Irving, While I agree with this there is an inherent flaw in the observation and it is one that many teachers make. The flaw is which entity is in control of the learning process. Teachers believe they are; however, they're wrong - the student is in charge. If the student has willing suspension of disbelief and believes in the teacher and persists through the learning process they will accept the new paradigms. However, Dr. Richard Massey many years ago noticed that people will not change their deeply held beliefs absent what he called "a significant emotional event'. An example is that you don't walk in to someone's office of "Religion A", wave your hands, speak a few incantations, and expect to convert them to "Religion B". Paradigms do not change that easily. I've been working on a software system for a number of years to address exactly this issue and ironically in the context of this article's premise. I have not just the architecture for this system but the method and techniques required to implement and use it. The user interface is a radical departure from any predecessor. In fact, I believe it to be revolutionary. If I were at IBM I would be driving this through the company. Alas, I'm not and am working issues through my own meager efforts.

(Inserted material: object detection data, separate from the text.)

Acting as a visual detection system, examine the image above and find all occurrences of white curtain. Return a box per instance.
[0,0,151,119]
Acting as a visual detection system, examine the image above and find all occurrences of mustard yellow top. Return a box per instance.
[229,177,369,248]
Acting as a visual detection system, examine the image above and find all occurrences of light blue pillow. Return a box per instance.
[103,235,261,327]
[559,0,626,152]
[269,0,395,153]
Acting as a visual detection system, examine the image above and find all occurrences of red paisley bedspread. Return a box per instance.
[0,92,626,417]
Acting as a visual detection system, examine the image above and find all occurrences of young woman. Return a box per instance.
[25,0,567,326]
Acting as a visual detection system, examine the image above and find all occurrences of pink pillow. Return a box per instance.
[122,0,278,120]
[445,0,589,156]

Posted by: Charles C McGowen | March 20, 2013 at 11:06 AM
Discretely defining the attributes of individuals by the connections they make to allow the specification of the individual, the stereotyping of individuals into markets, and/or for other purposes is an outcome that will ill-serve the population, the individual.
No doubt, understanding the wants and needs of the individual by the connections individually excreted will give business interests a belief that they understand their respective customers, their markets. In reality, I doubt that is so.
Will people be so predictable that they continue to follow the pathway of their connections history, or will people continue to connect, disconnect and reconnect in patterns that can only be ascertained by a dynamic monitoring that goes beyond a reasonable surveillance technique employable by our government and/or private businesses?
With the legal concerns for personal privacy, the reach of big brother and the restrictions of ethical decency, will the collection of data continue to be so freely accomplished? Hopefully, people will begin to understand the ramifications of the personal assets that they relinquish to social networks, cell phone GPS tracking, etc. With this understanding, I suspect that the answer to allowing the continued unrestricted access to personal data question becomes an emphatic “no” with a subsequent demand for government to enact laws preventing such access.
Technology allows for many things, of that there is no question. But, are the many capabilities that technology brings, acceptable to an informed public? Time will tell, but I am hopeful that the American people will begin to understand that hanging all of one's personal data out for anyone to see, to use, to abuse, is a real and continuing threat to the personal freedom that we have enjoyed in years gone by.
Can the underlying building blocks of “big data” be collected? Can the data be massaged and analyzed? Can inferences be made from the collected and analyzed data? Undoubtedly, the answer to all these questions is “yes”.
Will, what has been, a personal data apathetic public awaken and disallow the continuation of this invasion of its collective and individual privacy at a pace that technology allows? Hopefully, the answer to this question will also be “yes”.
Posted by: Bud Byrd | March 21, 2013 at 12:36 PM
Great write-up on a very important topic. However, I am not sure if I understand why we need a new discipline in Universities to tackle this when we had for decades the Analytical focus called Operations Research (or Operational Research as British called it) as a field of study and topic in several great schools.
Posted by: Armen Hovanessian | March 25, 2013 at 09:42 PM